If Scotland is on mute politically, the constitutional question is only going to gain volume. In voting against independence but for the SNP, the Scottish electorate has dramatised the inherent flaws in our political system. Far from the colonial imposition of the wilder Nationalists’ fantasies, the United Kingdom is a cooperative partnership and if one partner no longer wants to cooperate, the relationship cannot endure. That partnership has progressively soured. The respective political cultures look very different (even if distinctions in public opinion are minor) and it feels like the line on the map between Scotland and England is hardening into a border.

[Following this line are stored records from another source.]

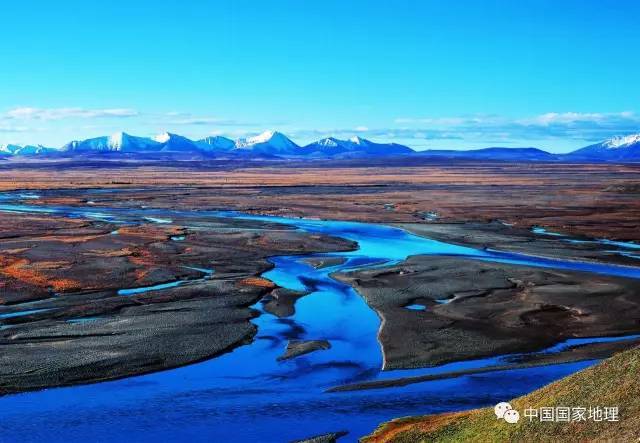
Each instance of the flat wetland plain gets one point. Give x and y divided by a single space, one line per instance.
57 271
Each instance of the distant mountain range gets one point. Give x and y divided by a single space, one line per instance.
273 144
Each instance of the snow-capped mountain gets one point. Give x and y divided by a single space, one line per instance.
216 143
269 142
120 142
353 147
9 149
625 148
175 143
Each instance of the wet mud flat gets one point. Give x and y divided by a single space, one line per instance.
473 309
87 300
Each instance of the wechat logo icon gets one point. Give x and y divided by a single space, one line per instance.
505 412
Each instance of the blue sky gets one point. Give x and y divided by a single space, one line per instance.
430 74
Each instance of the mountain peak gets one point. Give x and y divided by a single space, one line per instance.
272 142
164 137
621 141
357 140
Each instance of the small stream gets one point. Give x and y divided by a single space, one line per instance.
249 396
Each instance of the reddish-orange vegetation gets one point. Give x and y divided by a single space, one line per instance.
428 424
22 270
598 200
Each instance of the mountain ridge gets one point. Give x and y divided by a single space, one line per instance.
275 144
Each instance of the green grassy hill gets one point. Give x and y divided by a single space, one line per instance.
613 382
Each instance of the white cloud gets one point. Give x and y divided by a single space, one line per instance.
551 125
29 113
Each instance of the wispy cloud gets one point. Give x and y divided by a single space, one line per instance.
10 129
29 113
203 121
552 125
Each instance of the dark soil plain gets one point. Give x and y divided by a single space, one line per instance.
67 270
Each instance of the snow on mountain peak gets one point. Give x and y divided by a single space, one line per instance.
163 138
622 141
328 142
275 140
117 140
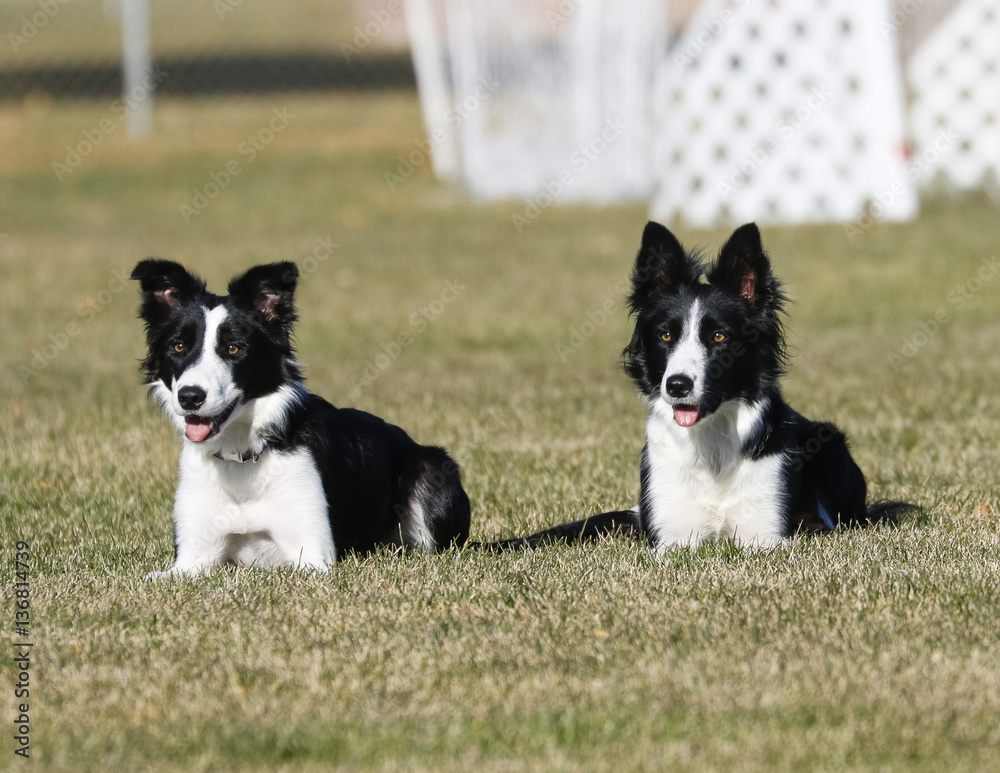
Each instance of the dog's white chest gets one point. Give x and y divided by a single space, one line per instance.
701 488
272 513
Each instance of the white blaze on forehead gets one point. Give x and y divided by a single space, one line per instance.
689 357
210 372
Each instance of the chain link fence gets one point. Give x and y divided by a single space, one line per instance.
73 48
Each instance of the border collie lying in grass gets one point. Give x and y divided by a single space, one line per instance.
271 475
725 455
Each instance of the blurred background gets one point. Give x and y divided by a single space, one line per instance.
712 111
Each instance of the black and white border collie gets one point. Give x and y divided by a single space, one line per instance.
271 475
725 456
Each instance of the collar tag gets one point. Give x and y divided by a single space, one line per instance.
235 456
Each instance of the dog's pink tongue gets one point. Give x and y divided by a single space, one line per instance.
198 429
684 416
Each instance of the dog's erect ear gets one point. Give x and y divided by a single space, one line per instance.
660 266
165 286
743 267
269 291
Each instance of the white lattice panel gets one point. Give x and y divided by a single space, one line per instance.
782 112
954 75
551 97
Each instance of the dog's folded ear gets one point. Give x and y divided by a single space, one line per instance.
268 291
744 269
660 266
165 286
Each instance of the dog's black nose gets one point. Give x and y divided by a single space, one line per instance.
679 386
191 398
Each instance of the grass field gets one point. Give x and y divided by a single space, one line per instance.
865 651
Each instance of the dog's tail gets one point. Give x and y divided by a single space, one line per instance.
584 530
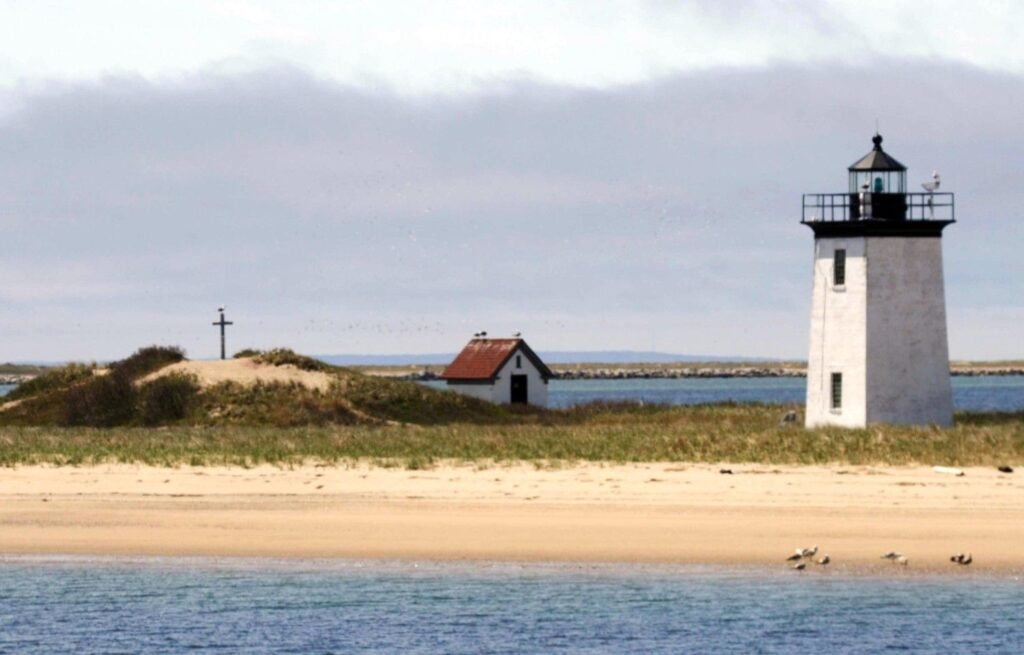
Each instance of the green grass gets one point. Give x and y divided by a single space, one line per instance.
701 434
360 418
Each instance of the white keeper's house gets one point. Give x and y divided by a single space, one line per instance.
501 370
879 350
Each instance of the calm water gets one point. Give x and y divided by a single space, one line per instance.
1005 393
260 606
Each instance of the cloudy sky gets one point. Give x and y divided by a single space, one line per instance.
389 177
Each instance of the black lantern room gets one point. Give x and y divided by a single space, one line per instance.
877 202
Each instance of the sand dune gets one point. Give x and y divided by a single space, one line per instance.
643 513
245 372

The Union is now an exquisite form of torture practised by each of the four nations on the others. English Tories tell voters their government can be “held to ransom” by Scottish Nationalists who profess eagerness to “hold Westminster’s feet to the fire”. “Ajockalypse” and “Wastemonster” compete as neologisms; mutual fear and suspicion are never far from the surface. We do not “pool and share resources”; we accuse each other of being subsidy junkies and produce our preferred set of figures to prove it. This does not feel like a governing structure long for our world.
The funereal mood music may cheer Nationalists but Unionists still have some advantages. One is David Cameron, who spent much of the campaign doing ostentatious violence to the Union for electoral gain but who showed during the referendum an uncanny ability to read Scotland, at least for a Tory prime minister. With deft handling and political imagination, Cameron could still avert independence. That would require him to pepper the weak brew of powers proposed by the Smith Commission with something spicy like full fiscal autonomy and, eventually, a federal union. Make the Scottish Parliament responsible for raising and spending almost all its revenue and the constitutional debate will be anchored by economic realities unhelpful to the SNP.
And while the UK transitions to a federal arrangement, the Prime Minister should exercise caution on other constitutional changes. It is imperative that he secure a credible EU reform deal and win a referendum to stay in. Should Scotland vote to remain and England to leave, the SNP would demand a second vote on splitting up the UK – and they would probably win.
Another stramash is looming over Tory plans to pick apart the Human Rights Act. The Conservatives aspire to replace the Act with a British Bill of Rights in a country where at least one constituent nation does not feel British. Less than one-third of Scots define themselves as British while 62% say they are Scottish. Half of them just voted for a party committed to the destruction of the British state as currently constituted. This may sound like a point of semantics but language is the lifeblood of politics.
No one is talking about any of this at Westminster. It is difficult to avoid the conclusion that the British political class, escaping a rendezvous with disaster last September and dodging another close call on Thursday, has returned to business as usual.
If they have, Nicola Sturgeon will get to break her once-in-a-generation promise sooner than she hoped.